Les émissions réelles existent. Société Générale a émis une obligation sécurisée enregistrée sur Ethereum en 2019, la Banque européenne d'investissement a placé un emprunt numérique en 2021, et la Banque de France mène depuis 2020 des expérimentations de monnaie numérique de banque centrale destinée aux règlements entre institutions. Les montants restent modestes au regard des volumes quotidiens des marchés, mais les opérations ont eu lieu et sont documentées.

Le KYC partagé, l'idée qui se heurte au droit

L'entrée en relation avec un nouveau client mobilise des vérifications d'identité, de domicile et d'origine des fonds, refaites intégralement par chaque banque. Mutualiser ces contrôles sur un registre commun paraît évident sur le papier. En pratique, deux obstacles bloquent.

Le premier est juridique. Le RGPD accorde un droit à l'effacement, et la CNIL a publié dès 2018 une analyse pointant la difficulté de concilier ce droit avec un registre conçu pour être inaltérable. La parade consiste à ne stocker sur la chaîne que des empreintes cryptographiques, les données restant ailleurs, ce qui réduit d'autant l'intérêt du montage.

Le second est une question de responsabilité.

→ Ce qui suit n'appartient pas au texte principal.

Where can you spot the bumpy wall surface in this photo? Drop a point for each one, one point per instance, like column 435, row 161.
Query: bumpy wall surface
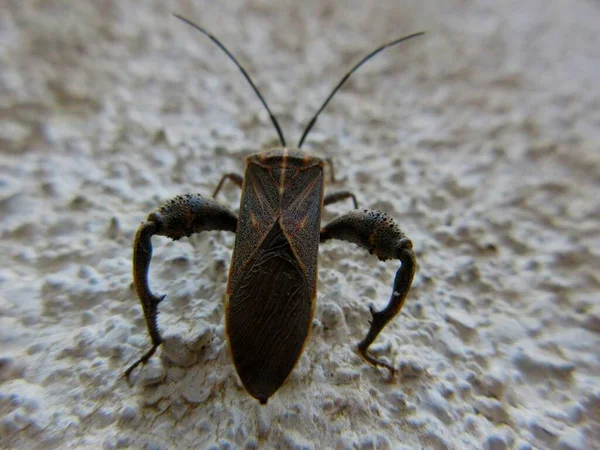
column 481, row 139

Si une banque s'appuie sur une vérification faite par une autre et que le client se révèle être un fraudeur, qui répond devant le superviseur ? Tant que cette réponse n'est pas écrite noir sur blanc, aucun directeur de la conformité ne signe.

Ce qui coince quand on passe à l'échelle

Trois points reviennent dans tous les retours d'expérience publiés. La gouvernance d'abord : décider qui valide, qui peut lire quoi, et comment on modifie les règles suppose un accord entre concurrents, ce qui prend des années. La confidentialité ensuite, parce qu'une banque n'a aucune intention de laisser une consœur déduire ses positions en observant le trafic du registre. La finalité juridique enfin : un règlement n'est définitif que si la loi le dit, et l'écriture sur une chaîne de blocs n'a pas cette valeur par elle-même.

Reste une observation simple. Les usages bancaires qui tiennent aujourd'hui sont fermés, réservés à des acteurs identifiés et agréés, sans jeton spéculatif ni minage. Ils empruntent à la blockchain publique son idée de registre commun et laissent de côté à peu près tout le reste. C'est moins spectaculaire que les annonces de 2017, et nettement plus utile.